The biggest problem, as it turns out, in getting businesses up to speed with E911 is the rapid adoption of mobile devices and VoIP systems. Since mobile calling is, by definition, mobile, pinning down the location of a mobile device for use in E911 calling is a tall order. Further, since VoIP systems don't depend on a landline phone at all, the standard means of establishing an E911 location on a VoIP call are far, far more difficult than originally projected. Considering the number of states that either have 911 laws in place that require accessibility to E911, or are working on passing legislation that requires same, the stakes are high for a variety of reasons.
911 works by dialing the number, which is recognized by the Local Exchange Carrier as an emergency number. The number is then routed to what's called a designated E911 Tandem, a specific router geared only for 911 calls. But in order for all the standard functions of an E911 call to take place, the call both needs to be routed correctly, and the call's location needs to be easily ascertained. In the case of businesses, this may be even worse, as E911 calls may get locations involving cubicles back, and that has the potential to make things worse, or certainly more confusing.
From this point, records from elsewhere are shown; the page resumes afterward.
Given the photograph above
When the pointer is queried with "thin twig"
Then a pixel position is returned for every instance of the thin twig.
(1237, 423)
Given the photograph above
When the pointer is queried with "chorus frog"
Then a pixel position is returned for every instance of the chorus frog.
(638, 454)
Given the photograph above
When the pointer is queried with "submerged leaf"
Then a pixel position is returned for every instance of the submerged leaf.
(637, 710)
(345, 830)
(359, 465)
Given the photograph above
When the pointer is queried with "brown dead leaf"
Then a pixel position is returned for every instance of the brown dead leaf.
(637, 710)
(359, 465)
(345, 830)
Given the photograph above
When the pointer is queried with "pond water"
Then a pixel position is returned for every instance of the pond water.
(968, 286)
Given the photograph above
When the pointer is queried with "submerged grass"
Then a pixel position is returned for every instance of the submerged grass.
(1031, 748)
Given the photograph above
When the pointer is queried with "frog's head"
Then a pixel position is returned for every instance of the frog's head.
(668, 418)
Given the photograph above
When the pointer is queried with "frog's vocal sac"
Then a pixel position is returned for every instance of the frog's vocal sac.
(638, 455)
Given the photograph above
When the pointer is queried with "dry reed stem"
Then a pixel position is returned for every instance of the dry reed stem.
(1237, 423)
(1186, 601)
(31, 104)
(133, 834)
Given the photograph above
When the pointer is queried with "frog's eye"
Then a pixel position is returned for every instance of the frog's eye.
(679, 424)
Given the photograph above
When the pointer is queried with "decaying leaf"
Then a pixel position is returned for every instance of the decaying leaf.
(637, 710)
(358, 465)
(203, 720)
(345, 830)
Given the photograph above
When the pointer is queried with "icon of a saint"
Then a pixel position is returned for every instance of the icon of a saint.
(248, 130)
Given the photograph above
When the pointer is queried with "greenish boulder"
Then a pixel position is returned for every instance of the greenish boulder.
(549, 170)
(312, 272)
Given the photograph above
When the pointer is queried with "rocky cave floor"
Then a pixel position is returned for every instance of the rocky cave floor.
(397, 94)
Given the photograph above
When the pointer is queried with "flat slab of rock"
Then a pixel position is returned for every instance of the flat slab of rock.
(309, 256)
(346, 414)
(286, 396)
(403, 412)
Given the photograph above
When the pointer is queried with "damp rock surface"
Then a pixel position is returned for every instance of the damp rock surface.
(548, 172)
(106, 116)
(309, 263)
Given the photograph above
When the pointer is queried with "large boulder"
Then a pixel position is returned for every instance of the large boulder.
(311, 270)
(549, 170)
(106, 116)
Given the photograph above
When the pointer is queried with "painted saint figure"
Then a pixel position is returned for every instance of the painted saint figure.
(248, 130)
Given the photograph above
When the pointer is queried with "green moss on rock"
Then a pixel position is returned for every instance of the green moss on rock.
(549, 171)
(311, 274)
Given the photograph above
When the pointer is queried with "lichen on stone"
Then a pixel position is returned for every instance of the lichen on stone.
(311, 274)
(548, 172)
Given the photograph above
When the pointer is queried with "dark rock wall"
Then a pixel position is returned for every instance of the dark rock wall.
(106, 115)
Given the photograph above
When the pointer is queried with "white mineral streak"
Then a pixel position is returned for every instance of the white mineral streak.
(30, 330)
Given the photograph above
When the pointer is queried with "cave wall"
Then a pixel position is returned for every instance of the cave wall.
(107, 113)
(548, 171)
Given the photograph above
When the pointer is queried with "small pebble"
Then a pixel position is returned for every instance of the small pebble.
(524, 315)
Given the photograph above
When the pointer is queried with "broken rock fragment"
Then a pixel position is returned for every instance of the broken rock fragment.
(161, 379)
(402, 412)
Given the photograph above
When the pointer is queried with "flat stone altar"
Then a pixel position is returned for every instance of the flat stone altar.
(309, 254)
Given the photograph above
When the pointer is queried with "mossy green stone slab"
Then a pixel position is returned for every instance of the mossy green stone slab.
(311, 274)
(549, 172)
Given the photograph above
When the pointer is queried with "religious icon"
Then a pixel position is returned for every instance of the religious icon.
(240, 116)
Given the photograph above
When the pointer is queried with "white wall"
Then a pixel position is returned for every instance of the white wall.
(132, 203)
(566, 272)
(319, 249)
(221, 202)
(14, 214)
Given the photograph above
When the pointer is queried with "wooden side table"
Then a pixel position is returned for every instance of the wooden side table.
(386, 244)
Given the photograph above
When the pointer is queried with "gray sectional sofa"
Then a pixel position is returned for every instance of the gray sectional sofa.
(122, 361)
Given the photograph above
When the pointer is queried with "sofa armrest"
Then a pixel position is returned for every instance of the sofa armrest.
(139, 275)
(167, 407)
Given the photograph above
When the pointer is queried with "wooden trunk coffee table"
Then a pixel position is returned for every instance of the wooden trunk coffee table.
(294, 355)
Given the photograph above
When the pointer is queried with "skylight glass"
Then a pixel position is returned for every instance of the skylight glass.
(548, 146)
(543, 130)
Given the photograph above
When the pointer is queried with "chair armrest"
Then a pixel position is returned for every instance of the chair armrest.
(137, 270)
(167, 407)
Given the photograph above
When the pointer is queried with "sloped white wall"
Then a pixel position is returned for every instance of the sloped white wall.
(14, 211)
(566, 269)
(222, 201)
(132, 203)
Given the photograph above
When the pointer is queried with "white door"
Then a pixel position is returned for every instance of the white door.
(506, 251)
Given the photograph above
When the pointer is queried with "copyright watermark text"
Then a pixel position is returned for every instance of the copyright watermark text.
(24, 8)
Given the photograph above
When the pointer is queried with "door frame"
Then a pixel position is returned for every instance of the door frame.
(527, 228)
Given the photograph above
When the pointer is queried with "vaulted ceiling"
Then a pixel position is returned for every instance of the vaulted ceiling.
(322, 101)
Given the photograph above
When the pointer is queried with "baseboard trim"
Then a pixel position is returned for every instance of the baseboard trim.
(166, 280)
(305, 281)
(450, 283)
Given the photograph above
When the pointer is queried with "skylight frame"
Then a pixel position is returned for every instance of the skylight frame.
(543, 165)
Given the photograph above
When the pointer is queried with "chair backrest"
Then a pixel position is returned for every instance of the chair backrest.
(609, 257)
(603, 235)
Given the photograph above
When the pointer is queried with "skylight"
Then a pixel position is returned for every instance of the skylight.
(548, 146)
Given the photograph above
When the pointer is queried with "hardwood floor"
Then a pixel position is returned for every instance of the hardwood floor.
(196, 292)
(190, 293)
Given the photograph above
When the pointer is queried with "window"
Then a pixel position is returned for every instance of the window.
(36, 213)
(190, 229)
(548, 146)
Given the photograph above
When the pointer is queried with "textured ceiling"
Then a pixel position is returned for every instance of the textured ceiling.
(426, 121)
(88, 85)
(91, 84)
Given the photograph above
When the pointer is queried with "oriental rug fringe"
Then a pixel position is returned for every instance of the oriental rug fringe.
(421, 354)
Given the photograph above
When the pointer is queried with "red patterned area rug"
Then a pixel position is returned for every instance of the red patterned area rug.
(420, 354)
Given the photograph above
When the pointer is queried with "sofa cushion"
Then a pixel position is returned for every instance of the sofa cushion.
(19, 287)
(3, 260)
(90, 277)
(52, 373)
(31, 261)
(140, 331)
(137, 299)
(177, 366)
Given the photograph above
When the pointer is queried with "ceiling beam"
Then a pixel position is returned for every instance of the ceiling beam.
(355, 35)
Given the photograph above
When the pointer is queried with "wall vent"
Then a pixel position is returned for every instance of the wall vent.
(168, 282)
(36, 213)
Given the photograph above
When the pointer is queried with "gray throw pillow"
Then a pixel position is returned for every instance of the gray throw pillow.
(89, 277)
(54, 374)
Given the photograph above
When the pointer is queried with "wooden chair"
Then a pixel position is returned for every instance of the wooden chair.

While some companies have attempted to fix the problem themselves by requiring employees dial an in-house number for emergencies, use different dialing codes to get out, or add extra digits, these practices aren't considered the most useful for the situation. In fact, under some legislation, they're outright illegal. Several Avaya tools, like the Avaya Aura and the Avaya Communication Server 1000, offer compliance outright with E911 by way of hardwired phone locations systems, location-based routing capabilities, and support for a variety of endpoints, ensuring that the E911 system can work to its fullest in the event of an emergency.
Between the legal ramifications, potential PR issues, and the desire to keep employees safe and productive during an emergency, it's clear that businesses need to step up their E911 readiness. Avaya's looking to make that process much simpler, and thus makes their product line well worth looking into, especially for those businesses looking to save money and add features by way of VoIP calling.